Por Javier Pérez @JavPeMar

Parece una constante que cuando las historias sobre superhéroes se planean como sagas, los directores y guionistas se preocupan por dotar de profundidad a sus personajes. Batman es un ejemplo notable. Y lo mismo puede decirse de Iron Man, una serie que ha aprovechado al máximo la personalidad de Robert Downey Jr., su protagonista. Con todo y que en ambas historias se trata más bien de vigilantes que de superhéroes.

Desde la primera parte de Iron Man, Downey Jr. se apropió completamente del personaje del millonario y cínico Tony Stark (al punto de parcer uno espejo del otro), un genio para el diseño y la construcción de armas que, tras ser secuestrado en Afganistán, se da cuenta que sus inventos de “uso militar” atentan contra la pacifición en las manos equivocadas. Y se propone acabar con eso.

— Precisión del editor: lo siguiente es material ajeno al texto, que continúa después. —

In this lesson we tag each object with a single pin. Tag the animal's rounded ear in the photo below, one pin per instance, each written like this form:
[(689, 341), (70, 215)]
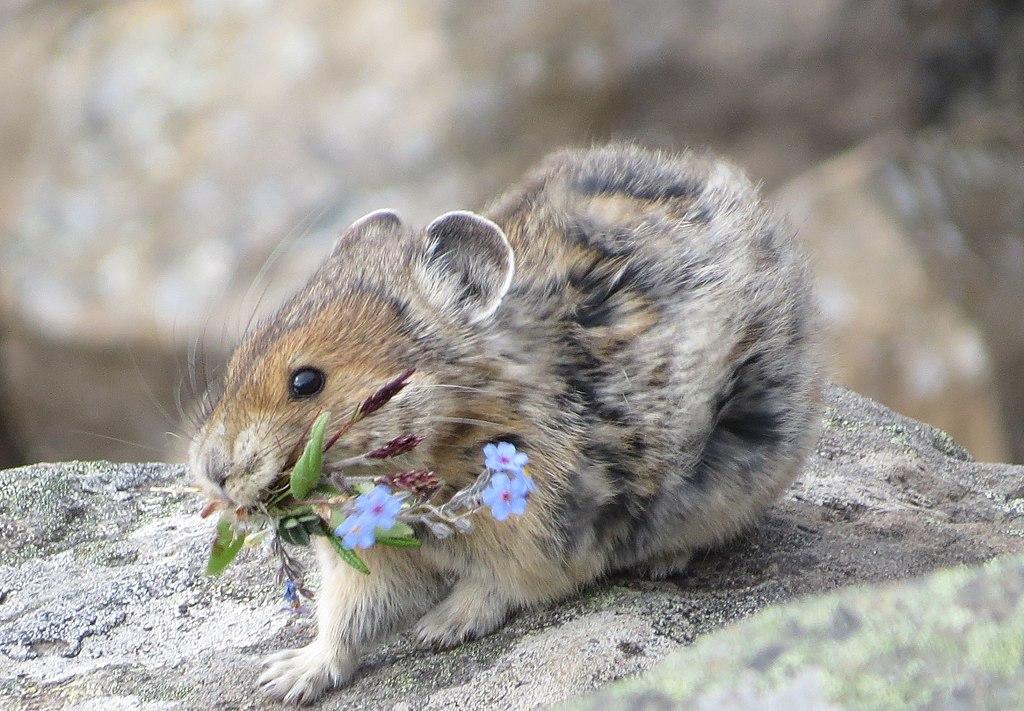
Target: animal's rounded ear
[(372, 227), (467, 264)]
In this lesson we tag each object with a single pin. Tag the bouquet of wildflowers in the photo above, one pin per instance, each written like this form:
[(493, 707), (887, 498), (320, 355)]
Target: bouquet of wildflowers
[(357, 512)]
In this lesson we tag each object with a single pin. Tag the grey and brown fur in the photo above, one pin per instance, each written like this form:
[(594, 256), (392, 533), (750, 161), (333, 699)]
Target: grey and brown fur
[(639, 324)]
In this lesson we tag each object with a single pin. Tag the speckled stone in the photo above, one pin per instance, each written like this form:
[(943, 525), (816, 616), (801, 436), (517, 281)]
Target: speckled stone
[(103, 603)]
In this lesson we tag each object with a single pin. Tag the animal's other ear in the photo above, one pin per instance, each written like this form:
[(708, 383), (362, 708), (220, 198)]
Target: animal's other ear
[(467, 264), (374, 227)]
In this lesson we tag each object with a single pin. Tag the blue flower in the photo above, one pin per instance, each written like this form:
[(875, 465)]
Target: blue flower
[(507, 495), (355, 532), (504, 457), (377, 508)]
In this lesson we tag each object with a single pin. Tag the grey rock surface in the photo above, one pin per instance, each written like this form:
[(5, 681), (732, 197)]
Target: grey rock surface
[(953, 639), (103, 602), (158, 152)]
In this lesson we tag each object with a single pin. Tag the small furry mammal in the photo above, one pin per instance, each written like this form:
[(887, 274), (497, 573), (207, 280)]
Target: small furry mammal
[(639, 324)]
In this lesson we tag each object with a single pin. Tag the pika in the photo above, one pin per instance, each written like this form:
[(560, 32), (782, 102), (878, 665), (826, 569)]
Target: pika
[(640, 324)]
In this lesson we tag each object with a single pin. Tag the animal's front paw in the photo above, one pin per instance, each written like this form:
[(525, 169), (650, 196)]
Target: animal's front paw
[(459, 619), (301, 676)]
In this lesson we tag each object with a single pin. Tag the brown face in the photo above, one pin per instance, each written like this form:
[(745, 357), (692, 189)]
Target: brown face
[(365, 318)]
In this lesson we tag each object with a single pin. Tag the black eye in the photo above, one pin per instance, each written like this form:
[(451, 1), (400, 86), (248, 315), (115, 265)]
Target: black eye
[(306, 382)]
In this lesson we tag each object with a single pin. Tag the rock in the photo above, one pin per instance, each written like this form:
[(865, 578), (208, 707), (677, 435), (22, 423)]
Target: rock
[(957, 196), (103, 602), (158, 152), (919, 248), (951, 640)]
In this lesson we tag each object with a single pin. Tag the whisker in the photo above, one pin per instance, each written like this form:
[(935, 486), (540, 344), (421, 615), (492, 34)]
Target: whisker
[(119, 440), (464, 420)]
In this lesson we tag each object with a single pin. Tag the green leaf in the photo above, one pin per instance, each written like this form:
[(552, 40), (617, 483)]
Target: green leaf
[(399, 542), (226, 545), (293, 531), (349, 556), (306, 472)]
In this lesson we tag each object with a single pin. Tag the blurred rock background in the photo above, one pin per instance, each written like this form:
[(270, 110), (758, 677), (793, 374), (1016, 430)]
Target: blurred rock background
[(157, 154)]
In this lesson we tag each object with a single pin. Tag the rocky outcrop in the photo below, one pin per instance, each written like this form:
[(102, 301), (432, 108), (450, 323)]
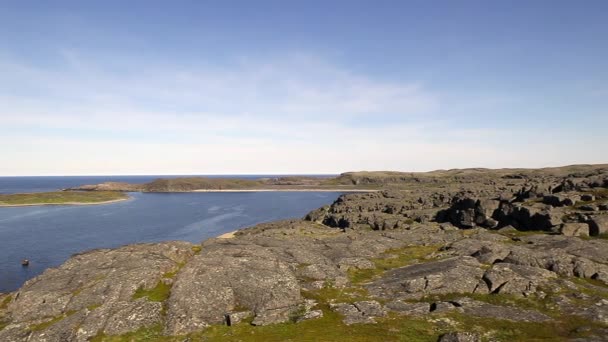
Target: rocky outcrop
[(389, 263)]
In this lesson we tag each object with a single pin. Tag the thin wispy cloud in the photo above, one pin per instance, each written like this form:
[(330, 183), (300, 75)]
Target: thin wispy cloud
[(102, 93)]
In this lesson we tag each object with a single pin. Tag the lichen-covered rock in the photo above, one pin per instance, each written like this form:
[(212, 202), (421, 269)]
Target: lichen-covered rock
[(454, 275)]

Sin embargo, no puede desprenderse de su excentricidad y eso lo pone en el ámbito público. Y, evidentemente, en la mira de sus enemigos.

En la tercera entrega, precisamente ser un personaje público es lo que lo pone al borde de la muerte y, junto con él, a su amada Pepper Potts (Gwyneth Paltrow). Ahora amenazado por un truculento terrorista aparentemente árabe llamado El Mandarín (Ben Kingsley), Tony Stark parece estar en desventaja. Enfrenta a hombres y mujeres con la capacidad de, literalmente, incendiarlo, quienes lo dejan prácticamente fuera de combate. Y a una serie de intrigas que no alcanza a comprender. Y, de paso, a un conflicto amoroso que debe resolver.

El cinismo de Stark sigue reluciente, pero ahora con matices que vislumbran una maduración del personaje. Los diálogos tienen a ratos una ironía sutil (la interacción con el niño) y a ratos dejan entrever los conflictos morales del personaje, cuyo sentido del deber está por encima de cualquier otro. Pero hay un elemento que alude a la fragilidad del personaje: esos momentos en los que sufre accesos de pánico que coquetean con la comedia pero que explican el conflicto interno del personaje (el doppelganger a punto de romperse), lo cual lo pone más débil frente a sus enemigos pero que al mismo tiempo podría ser su fortaleza.

En Iron Man 3 hay espacio para hablar de la corrupción política, del posible descontrol de las armas biológicas, del hambre de poder y de la fuerza de las simulaciones. Y, desde luego, todo gira alrededor de una historia de amor que, a su vez, potencia las intrigas y subraya los dilemas del personaje principal.

Técnicamente, no es que Iron Man 3 sea un derroche de efectos, salvo en dos o tres escenas. Como ocurre en los últimos años, la tecnología 3D ha dotado de una efectiva e impresionante herramienta para capturar imágenes. En principio mero artilugio tecnológico, ahora se le utiliza como la nueva forma para dotar de profundidad de campo a la narrativa fílmica, una herramienta que se ha ido integrando a eso que los teóricos llaman discurso cinematográfico. Ya no es, pues, puro efectismo. Además, la película no se despega del universo creado en Los vengadores, pues algo tiene que ver el cansancio acumulado en esta batalla con la mala forma del hombre de hierro. Y hay referencias divertidas en los diálogos.

Ahora dirigida por Shane Black, Iron man 3 sigue mostrando que la elección del actor que interpreta al villano es una de las principales herramientas para crear tensión. Y también de quienes rodean al héroe que tiene que recorrer ese camino que lo ha tumbado por los suelos y del que deberá reconstruirse. Guy Pearce, Don Cheadle y la propia Paltrow (en un papel con mayor juego) consiguen esa redondez en una historia sobre intrigas políticas a altas esferas y esa amenaza que se cierne sobre el territorio estadounidense llamada terrorismo. Espera a que pasen toda la secuencia de créditos. La narración adquiere sentido.